One need only to know me casually to find that I have a passion for playing pool; those who know me more intimately — or more, at all — will know that I love jazz. When I read in The Weekly View that jazz musicians were going to be playing on Thursday, Jan. 28th, at the Coal Yard, I was briefly conflicted: shoot pool that night, as I regularly do, or go hear the jazz. Jazz won, and I met a man who is, like me, a fan of both jazz and pool.
Don Banning and I shared stories of pool and pool playing, while Charlie Ballantine’s muted electric guitar under- laid Nick Tucker’s thumping bass; Jay Tibbets maintained the acoustic balance on his drums, always under-laying, never intruding. And Don and I — we talked pool.
Don told me that he has a pool table in his house, but that the table is buried while he is remodeling. I told him of my first bride’s grandfather, an ex-pool-hustler, who tacked my hide on the wall behind his pool table; this, while Charlie and the boys played, “Straight, No Chaser.” I told Don about having kidnapped my son and taking him to St. Louis (where I lived, at the time) to hear one of his favorite jazz pianists, Hiromi, who was playing with bassist Stanley Clarke. I told him that I had to keep my son in town until I was finished playing pool in two leagues. The unintended consequence of that visit was that my son saw pool players his age, and he became a pool player. And maybe, a jazz guitarist, drummer and keyboardist.
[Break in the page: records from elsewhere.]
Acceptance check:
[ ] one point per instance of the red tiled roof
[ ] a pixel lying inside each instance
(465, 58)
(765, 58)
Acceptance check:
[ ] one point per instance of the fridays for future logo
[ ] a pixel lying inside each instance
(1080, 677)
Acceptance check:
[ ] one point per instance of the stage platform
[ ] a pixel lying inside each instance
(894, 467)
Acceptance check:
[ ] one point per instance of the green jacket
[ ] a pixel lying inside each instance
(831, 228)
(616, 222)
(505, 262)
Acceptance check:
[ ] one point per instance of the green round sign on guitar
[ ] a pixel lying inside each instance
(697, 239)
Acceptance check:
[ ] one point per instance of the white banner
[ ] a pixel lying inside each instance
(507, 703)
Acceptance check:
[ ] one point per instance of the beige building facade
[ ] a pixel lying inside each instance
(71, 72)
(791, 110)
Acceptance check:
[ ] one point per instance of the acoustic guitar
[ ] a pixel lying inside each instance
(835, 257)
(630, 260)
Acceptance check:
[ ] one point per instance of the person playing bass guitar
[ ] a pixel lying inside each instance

Charlie, Nick and Jay laid down “Afro Blue” as Don and I continued our discussion of jazz and pool. The band had just finished playing Charlie’s composition, “Green,” when Don introduced me to his lovely bride, Margaret. (She may have given him the “side-eye” because he had waited so long.) The evening ended with Charlie Ballantine citing, with appreciation, the people who still clung to the chairs and walls of the coffee house as “die hards;” I made a weak reference to Bruce Willis, which was warmly ignored.
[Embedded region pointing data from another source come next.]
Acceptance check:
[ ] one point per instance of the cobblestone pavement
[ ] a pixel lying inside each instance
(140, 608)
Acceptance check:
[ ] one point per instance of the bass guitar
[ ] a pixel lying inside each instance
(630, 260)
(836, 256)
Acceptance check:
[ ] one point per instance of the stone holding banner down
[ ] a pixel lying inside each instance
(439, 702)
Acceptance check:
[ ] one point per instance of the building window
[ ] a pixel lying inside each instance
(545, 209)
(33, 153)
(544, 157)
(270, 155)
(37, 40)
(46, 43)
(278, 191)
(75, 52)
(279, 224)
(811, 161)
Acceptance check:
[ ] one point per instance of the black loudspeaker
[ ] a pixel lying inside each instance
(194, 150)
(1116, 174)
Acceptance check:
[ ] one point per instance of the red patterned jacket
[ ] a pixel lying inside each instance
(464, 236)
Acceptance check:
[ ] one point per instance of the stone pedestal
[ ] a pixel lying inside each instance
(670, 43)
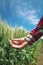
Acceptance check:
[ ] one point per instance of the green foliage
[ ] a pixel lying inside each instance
(11, 56)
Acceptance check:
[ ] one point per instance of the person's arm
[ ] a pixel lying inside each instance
(33, 36)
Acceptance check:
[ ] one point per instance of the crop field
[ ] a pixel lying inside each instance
(11, 56)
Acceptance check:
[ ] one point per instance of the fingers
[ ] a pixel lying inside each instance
(19, 46)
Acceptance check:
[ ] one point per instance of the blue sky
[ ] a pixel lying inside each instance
(21, 13)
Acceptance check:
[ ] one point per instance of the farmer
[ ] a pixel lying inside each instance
(34, 35)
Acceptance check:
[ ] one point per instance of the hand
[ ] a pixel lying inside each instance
(18, 43)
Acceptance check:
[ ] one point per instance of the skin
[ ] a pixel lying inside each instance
(20, 45)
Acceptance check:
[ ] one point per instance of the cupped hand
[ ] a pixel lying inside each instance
(18, 43)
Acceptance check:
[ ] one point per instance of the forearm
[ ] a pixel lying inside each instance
(31, 38)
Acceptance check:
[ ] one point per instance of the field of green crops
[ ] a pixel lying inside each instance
(11, 56)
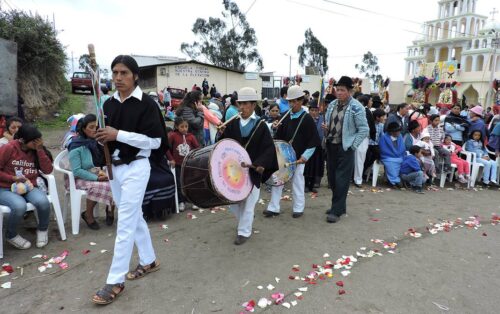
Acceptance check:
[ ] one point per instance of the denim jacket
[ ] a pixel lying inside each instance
(354, 127)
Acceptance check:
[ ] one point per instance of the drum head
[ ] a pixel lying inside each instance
(228, 177)
(285, 154)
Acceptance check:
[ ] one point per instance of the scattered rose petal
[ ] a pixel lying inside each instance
(7, 285)
(262, 303)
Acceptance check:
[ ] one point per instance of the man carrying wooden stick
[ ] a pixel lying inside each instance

That night was a good night: I met a pool player, a jazz lover, while I sat beside the artist currently known as Rita Spalding. My librarian was there, as well, and I told Sue Kennedy that I used to visit the Irvington branch before I got my Wi-Fi privileges. I met another man that night, and we talked about the jazz band, Weather Report, and the song, “Boogie Woogie Waltz.” I told him about how my son would play the song as he drove to work, and it would last a long as it took him to get there: 13 minutes and 9 seconds. I own the CD of the movie, “The Hustler,” the Paul Newman, Jackie Gleason pool playing story. I wish that there had been a jazz soundtrack to that movie.
Maybe Charlie Ballantine can write it. And Don and I can shoot under it.